Morris appeared to wait for Rick to protest, but he felt despondent, exhausted, the pain sawing across his bleeding tooth stump, his eyesight purpled and darkening.

"I'm going to take good care of you, okay? But if you try to resist me now, start calling me names or fighting, then I'm going to give you Narcan. What is that, you might ask? I call it God in a syringe. It blocks the reception of morphine. The antidote. You can make guys who look dead from an OD get up and sing. I've done that, a real crowd-pleaser, let me tell you. You start giving me shit, Rick, then I'm going to give you two milligrams of Narcan and that is going to block the fifteen milligrams of morphine that I gave you before. It takes twenty seconds to work. All right? Which is to say that your arm is going to go from feeling not bad at all to feeling like someone just cut it off, which"-Morris calmed himself-"of course, someone did." He looked at Tommy. "Get my circular saw. Also, I folded some plastic overalls in there. Okay, we'll put that music on."

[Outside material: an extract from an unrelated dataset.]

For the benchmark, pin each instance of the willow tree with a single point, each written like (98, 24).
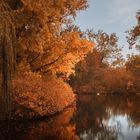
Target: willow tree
(7, 57)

"You got tapes?" Tommy's voice echoed in the cavernous room.

I love my hand, my fingers, Rick thought with strange detachment. "Wait, wait," he said weakly. "Wait-"

"I've got the Rolling Stones, I've got Salt-N-Pepa, the Bruce Springsteen, Willie Nelson-you know, 'Blue Eyes Crying in the Rain'-all kinds of good music." Morris turned back to Rick. "You got a request?"

Rick made a fist with his left hand, just to remember. Oh, Paul, he thought, please do something.

"Make your pick," ordered Morris.

He spittled a piece of tooth onto his lower lip. The pain came back to his rib. "Give me the Bruce."

"Great choice." Morris nodded his approval. "Fine. Make it loud, Tommy. Good. Yes. I'll take the saw." He looked at Rick, his mouth a tight slit of concentration. "This goes quick, man, just listen to the music."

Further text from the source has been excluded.